Enriching Interpretation

Image
A close up of a fossil.

“The passage from the biosphere to the lithosphere” was an evocative description used by Yefremov. Taphonomic studies do indeed stir our imagination not only about the environmental conditions before fossilization but also about what happened to the vast majority of animals with no preserved remains. Taphonomy also builds bridges between paleontological and biological investigations. Even in the absence of nearby carnivores and scavengers, the rapid two-stage course of in situ destruction of a carcass by de-fleshing and weathering has been well documented. A long-term study of mammal remains, including of elephants, near Kenya’s Lake Amboseli discovered complete decomposition within 10-15 years. A monitoring study in Uganda’s Rwenzori Park spotted a rare occurrence of two still-attached neck vertebrae of a buffalo four years after its death. The renowned field biologist George Schaller observed mass mortality of migrating wildebeest herds during flashfloods in the Serengeti to be an almost annual event. Such an observation reinforces paleontological interpretations that the greatest potential for dinosaur preservation occurred when the same event instantly caused both the killing and the burial.
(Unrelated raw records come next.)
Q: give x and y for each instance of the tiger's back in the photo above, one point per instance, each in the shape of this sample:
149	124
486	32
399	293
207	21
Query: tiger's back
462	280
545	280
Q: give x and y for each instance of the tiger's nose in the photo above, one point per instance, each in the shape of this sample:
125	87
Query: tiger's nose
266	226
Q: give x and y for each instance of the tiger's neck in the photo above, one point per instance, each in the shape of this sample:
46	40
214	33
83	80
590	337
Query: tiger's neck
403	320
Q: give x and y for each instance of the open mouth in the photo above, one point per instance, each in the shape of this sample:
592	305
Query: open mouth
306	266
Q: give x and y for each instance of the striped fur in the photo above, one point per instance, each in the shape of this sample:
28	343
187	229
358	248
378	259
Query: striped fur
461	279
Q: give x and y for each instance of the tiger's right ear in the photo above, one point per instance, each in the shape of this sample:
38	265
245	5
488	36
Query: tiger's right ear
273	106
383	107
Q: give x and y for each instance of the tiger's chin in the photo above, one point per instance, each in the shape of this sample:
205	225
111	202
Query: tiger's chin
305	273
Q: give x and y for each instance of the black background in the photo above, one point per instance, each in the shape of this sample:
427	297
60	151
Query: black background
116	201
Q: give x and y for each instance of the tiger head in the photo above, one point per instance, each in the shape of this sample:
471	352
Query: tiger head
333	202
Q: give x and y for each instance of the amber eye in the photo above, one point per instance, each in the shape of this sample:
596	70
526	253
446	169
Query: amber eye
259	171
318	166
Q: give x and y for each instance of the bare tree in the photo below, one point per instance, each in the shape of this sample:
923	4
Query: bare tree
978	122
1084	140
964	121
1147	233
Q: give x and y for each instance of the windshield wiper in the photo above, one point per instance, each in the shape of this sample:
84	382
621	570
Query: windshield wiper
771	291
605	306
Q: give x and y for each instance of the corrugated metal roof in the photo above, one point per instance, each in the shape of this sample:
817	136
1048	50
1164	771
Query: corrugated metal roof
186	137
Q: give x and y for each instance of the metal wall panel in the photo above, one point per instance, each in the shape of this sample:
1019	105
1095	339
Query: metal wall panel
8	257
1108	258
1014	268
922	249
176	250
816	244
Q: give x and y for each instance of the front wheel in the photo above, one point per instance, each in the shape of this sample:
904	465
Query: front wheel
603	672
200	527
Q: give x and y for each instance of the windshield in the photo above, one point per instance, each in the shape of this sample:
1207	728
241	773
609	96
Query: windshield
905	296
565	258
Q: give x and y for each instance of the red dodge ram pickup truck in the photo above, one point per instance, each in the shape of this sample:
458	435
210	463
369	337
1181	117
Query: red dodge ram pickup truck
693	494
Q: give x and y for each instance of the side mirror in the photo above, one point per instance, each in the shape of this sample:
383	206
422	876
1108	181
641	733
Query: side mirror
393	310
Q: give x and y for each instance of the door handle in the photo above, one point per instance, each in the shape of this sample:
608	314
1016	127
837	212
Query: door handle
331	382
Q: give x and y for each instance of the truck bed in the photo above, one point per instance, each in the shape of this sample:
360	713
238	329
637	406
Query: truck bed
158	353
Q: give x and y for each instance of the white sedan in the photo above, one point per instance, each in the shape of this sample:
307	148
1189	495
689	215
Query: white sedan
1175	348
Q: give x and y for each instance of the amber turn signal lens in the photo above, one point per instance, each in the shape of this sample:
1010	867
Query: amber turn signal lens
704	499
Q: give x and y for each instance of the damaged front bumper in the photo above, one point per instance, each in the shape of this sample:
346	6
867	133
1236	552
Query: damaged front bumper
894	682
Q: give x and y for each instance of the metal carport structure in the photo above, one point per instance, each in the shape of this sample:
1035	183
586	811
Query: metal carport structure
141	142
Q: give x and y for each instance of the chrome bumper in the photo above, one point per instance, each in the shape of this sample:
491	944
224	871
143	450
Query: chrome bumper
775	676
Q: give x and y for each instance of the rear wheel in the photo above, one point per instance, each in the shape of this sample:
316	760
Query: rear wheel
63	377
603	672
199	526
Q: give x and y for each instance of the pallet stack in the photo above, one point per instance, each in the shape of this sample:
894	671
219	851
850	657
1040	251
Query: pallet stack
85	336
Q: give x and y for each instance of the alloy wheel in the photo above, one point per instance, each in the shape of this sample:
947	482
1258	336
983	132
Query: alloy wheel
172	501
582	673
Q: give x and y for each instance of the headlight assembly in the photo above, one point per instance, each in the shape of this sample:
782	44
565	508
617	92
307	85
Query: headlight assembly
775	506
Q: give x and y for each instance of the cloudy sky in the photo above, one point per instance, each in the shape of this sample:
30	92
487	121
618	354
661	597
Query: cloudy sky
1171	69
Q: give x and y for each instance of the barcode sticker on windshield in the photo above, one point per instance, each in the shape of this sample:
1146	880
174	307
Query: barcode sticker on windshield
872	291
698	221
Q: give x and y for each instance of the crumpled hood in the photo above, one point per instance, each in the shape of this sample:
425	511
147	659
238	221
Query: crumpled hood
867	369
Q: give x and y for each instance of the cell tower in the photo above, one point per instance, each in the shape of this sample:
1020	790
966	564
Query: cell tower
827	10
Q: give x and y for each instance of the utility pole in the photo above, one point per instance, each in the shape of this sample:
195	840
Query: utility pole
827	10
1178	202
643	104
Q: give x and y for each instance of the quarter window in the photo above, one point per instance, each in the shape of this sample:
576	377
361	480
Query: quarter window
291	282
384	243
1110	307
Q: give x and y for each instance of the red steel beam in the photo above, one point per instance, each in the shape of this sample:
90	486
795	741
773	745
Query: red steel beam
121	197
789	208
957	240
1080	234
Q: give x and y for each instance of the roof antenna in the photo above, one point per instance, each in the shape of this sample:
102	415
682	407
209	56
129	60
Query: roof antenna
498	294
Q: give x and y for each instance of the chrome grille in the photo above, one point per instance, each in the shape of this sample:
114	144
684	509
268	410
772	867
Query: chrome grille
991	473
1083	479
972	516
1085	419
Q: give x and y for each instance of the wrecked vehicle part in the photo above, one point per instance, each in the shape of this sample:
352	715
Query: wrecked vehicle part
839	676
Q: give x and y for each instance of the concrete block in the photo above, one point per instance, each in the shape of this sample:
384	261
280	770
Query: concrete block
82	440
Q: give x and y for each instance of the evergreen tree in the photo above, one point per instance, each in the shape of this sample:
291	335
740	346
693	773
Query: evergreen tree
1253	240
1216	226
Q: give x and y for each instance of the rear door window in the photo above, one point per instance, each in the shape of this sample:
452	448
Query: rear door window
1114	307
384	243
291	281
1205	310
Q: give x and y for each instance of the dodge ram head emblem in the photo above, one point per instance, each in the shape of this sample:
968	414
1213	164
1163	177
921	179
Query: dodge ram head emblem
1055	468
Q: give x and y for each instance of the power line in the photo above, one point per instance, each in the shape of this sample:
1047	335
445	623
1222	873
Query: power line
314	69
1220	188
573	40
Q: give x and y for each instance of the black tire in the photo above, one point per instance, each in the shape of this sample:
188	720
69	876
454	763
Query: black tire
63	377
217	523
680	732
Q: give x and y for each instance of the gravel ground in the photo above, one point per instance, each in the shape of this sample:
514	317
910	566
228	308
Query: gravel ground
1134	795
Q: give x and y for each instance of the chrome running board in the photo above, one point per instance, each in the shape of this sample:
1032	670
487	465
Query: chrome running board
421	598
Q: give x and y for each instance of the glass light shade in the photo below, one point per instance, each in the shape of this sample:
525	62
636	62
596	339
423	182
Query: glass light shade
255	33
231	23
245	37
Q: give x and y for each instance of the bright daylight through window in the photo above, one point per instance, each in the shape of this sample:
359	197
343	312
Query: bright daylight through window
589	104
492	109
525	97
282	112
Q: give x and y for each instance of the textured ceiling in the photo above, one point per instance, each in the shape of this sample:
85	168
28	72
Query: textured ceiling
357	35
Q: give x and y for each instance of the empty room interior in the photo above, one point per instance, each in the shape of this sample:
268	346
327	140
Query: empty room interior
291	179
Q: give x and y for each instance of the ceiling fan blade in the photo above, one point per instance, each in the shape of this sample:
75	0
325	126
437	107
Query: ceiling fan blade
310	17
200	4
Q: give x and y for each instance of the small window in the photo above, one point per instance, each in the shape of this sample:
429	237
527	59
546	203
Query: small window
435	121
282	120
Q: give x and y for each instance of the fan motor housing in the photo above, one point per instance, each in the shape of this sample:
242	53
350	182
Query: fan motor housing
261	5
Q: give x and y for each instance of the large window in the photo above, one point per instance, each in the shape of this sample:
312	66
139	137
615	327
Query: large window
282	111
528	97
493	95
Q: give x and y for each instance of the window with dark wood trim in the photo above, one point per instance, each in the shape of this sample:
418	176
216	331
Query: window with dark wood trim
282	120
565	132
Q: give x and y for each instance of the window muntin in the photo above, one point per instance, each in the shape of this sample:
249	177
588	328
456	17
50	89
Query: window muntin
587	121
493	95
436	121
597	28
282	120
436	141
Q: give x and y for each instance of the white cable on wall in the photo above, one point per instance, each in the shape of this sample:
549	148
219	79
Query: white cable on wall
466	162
Since those encounters with dinosaur taphonomy three decades ago, I have imagined that dinosaur exhibits in museums could significantly expand their scope of interpretation, especially when exhibits of what were partially preserved skeletons are composites of what was found and what was added based on other finds. Often only with labels that communicate the scientific name, geologic age, place of discovery, and a few lifestyle details, the level of intrigue would surely be even greater if knowledge about the causes of death and burial was also presented. In Alberta’s Dinosaur Park for example, pioneering studies by Charles Sternberg (1850-1943) that were published in 1970 concluded that bloated dinosaur carcasses may have floated upside down with their heads dragging beneath the shoulders. This graphic interpretation suggests why skeletons were often preserved without heads.

Novel Repercussion

I could not have imagined during fieldwork and while at the helm of the Tyrrell Museum that the avid interest of tourists in dinosaurs had further potential in a commercial and ambassadorial way. In 1990 when Queen Elizabeth II bestowed royal appellation on the Museum, I proposed an idea to the general manager of nearby Calgary International Airport. While waiting for luggage on a carousel in its arrival area, the idea dawned on me that the well-watched areas between carousels could be effectively occupied by eye-catching, three-dimensional exhibits depicting what makes Alberta famous: its badlands and dinosaurs, Rocky Mountains, and equestrian events. Guess what?: they’re still there, enlightening visitors and greeters, flight after flight!

Topical Footnote

In today’s troubled world, there often seems to be little inclination to take the time to reflect on links between nature and culture across time. Yet more than ever, the public ought to grasp the evidence that fuels scientific progress and in particular the teachable moments arising from spectacular breakthroughs ought to be leveraged. The communication of science has become as important as the conduct of science. Across all ages and backgrounds, nothing quite compares to the enduring worldwide fascination with dinosaurs.